Diulas oleh Teo Ariesda
Untuk versi PC
Perlu aku garisbawahi kalau ini masih Preview, bukan Review, karena cuma membahas versi patch 0.9 yang baru mencakup Act 1 dari total 3 Act yang telah dipersiapkan oleh developer-nya. Karena ini belum final, selain belum lengkap secara konten, pastinya akan ada banyak bug, glitch, atau berbagai hal lain yang belum balance dalam gim ini.
Lalu, karena gim dengan genre dan gameplay seperti ini yang pernah aku mainkan sebelumnya adalah The Elder Scrolls V: Skyrim, aku akan mengasosiasikan dan membandingkan gim ini dengan gim buatan Bethesda tersebut. Walaupun, lagi-lagi perlu digarisbawahi, gim ini berasal dari pengembang yang tidak punya budget besar. Jadi, kalian bisa mengantisipasi bahwa beberapa poin akan terasa outdated di zaman sekarang.
Tainted Grail The Fall of Avalon Angkat Kisah King Arthur dengan Twist Dark Fantasy
Tainted Grail The Fall of Avalon mengangkat mitologi King Arthur dan pedang Excalibur, tapi dengan twist dark fantasy yang membuat ceritanya semakin menarik. Bukan kisah tentang King Arthur yang mencabut pedang Excalibur, melainkan tentang apa yang terjadi setelah ia berhasil menyelamatkan nasib rakyatnya dari wabah mematikan yang dikenal sebagai The Red Death.

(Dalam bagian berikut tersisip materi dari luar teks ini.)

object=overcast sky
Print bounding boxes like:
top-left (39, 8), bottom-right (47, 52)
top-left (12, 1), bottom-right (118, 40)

Beratus-ratus tahun setelah kematian King Arthur, wabah tersebut kembali muncul dan memunculkan kabut supranatural bernama The Wyrdness.Tainted Grail The Fall of Avalon berlatar di Avalon, sebuah wilayah yang awalnya penuh harapan bagi umat manusia, namun kini mulai hancur karena kehadiran wabah dan kabut tersebut.
Di sini, kalian akan berperan sebagai seorang stranger yang mengidap penyakit Red Death dan dipenjara. Kalian kemudian diselamatkan oleh seseorang bernama Caradoc, yang percaya bahwa satu-satunya cara menyelamatkan umat manusia adalah dengan menghancurkan sisa-sisa peninggalan King Arthur yang tersebar dalam beberapa barang, seperti pedang Excalibur dan berbagai bagian lainnya yang belum diungkap dalam versi Early Access Tainted Grail The Fall of Avalon.
Karena saat ini baru tersedia Act 1, masih banyak cerita yang akan diungkap di Act berikutnya. Act 1 sendiri bisa diselesaikan dalam waktu kurang lebih belasan jam. Dengan asumsi durasi setiap Act-nya serupa, kalian butuh waktu sekitar 45–60 jam untuk menamatkan gim ini secara menyeluruh, termasuk menyelesaikan berbagai side quest-nya.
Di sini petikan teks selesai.